CamVid: is another road scene dataset. This dataset involves 367 training images, 101 validation images and 233 testing images with resolution of \(960 \times 720\). We apply our method with different light-weight backbones on this dataset and report comparison results in Table 6. With DF2 as backbone, FAM improves its baseline by 3.2% mIoU. Our method based on ResNet-18 performs best with 73.8% mIoU while running at 35.5 FPS.

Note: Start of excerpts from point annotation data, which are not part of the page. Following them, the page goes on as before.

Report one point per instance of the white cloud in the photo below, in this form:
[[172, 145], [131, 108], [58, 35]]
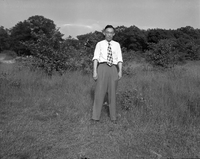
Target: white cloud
[[74, 29]]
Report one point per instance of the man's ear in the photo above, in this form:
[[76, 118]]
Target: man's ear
[[103, 31]]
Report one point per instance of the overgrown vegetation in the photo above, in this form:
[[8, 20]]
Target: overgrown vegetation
[[38, 36], [42, 117]]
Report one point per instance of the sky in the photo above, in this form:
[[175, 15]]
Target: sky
[[77, 17]]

Table 6. Accuracy and Speed comparison with previous state-of-the-art real-time models on CamVid  [3] test set where the input size is \(960 \times 720\) with single scale inference.

5 Conclusion

In this paper, we devise to use the learned Semantic Flow to align multi-level feature maps generated by a feature pyramid to the task of scene parsing. With the proposed flow alignment module, high-level features are well fused into low-level feature maps with high resolution. By discarding atrous convolutions to reduce computation overhead and employing the flow alignment module to enrich the semantic representation of low-level features, our network achieves the best trade-off between semantic segmentation accuracy and running time efficiency. Experiments on multiple challenging datasets illustrate the efficacy of our method.